Mas desde os anos 1990, amplos ataques vêm tirando a autoridade do CNS, explica Narvai. Já em 1998, foi criado – inconstitucionalmente, para o autor – o Conselho de Saúde Suplementar (CONSU), e três anos depois uma medida provisória atribuiu a ele competência para “estabelecer e supervisionar a execução de políticas e diretrizes gerais do setor de saúde suplementar”. Tudo isso em desacordo com a Constituição, para Narvai. “Cabe ao SUS, operando como sistema, fazer com que essas partes ou setores, não estatais, operem como um todo para atingir um objetivo definido.”

A contraposição entre SUS e saúde privada, para Narvai, “cai como uma luva ao propósito neoliberal de reduzir ao máximo o Estado”. Mas serve perfeitamente também com a visão bolsonarista, que, segundo o autor, é “de rejeição visceral a qualquer ideia de conectar proteção social ao papel do Estado Democrático de Direito”. Narvai faz uma analogia com a segurança pública: as leis permitem que haja segurança privada, mas todas as empresas do setor devem se submeter ao controle do Estado.
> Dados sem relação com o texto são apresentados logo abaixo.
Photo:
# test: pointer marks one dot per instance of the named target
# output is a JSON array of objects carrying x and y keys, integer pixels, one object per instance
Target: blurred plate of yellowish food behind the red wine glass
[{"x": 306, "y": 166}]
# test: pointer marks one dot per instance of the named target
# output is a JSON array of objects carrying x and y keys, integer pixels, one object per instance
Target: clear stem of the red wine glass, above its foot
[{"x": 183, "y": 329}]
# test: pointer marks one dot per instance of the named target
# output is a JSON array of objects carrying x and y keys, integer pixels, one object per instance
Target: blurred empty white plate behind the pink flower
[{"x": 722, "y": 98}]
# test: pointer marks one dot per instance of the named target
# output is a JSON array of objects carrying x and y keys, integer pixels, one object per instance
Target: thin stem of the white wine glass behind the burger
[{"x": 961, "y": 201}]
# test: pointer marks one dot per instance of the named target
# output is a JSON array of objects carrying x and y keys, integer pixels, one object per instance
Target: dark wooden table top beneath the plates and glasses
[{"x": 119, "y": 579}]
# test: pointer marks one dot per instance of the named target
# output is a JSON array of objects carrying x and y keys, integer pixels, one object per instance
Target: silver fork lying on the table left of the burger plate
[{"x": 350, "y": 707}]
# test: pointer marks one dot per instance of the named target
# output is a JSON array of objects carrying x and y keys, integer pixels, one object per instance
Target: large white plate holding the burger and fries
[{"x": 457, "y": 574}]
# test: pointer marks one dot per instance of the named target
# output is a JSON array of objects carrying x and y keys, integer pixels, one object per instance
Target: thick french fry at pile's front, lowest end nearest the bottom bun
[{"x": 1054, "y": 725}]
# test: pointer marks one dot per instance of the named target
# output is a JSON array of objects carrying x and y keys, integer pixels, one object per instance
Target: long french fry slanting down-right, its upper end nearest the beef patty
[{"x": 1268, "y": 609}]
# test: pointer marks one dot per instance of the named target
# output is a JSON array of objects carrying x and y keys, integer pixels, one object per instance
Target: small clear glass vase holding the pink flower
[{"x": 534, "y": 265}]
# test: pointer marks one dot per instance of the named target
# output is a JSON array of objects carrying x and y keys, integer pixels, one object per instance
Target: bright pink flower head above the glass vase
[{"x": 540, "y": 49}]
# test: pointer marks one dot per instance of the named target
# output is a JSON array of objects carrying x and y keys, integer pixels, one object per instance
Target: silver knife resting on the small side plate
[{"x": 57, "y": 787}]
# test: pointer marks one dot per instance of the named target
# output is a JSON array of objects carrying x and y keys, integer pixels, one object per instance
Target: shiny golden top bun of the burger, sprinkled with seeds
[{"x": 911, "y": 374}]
Talvez Bolsonaro discorde…

Por isso, decisões como aquela a favor do “rol taxativo”, pelo STJ, deturpam o sistema de saúde brasileiro – que tem como objetivo oferecer saúde à população, e não meramente vender procedimentos médicos. “Com sua decisão, inconstitucional reitero, o STJ contribuiu, infelizmente, para golpear o direito social à saúde”, lamenta Narval, “e criar impedimentos adicionais para que o SUS cumpra a sua missão institucional de principal instrumento do Estado Democrático de Direito para assegurar a todos o exercício do direito à saúde”.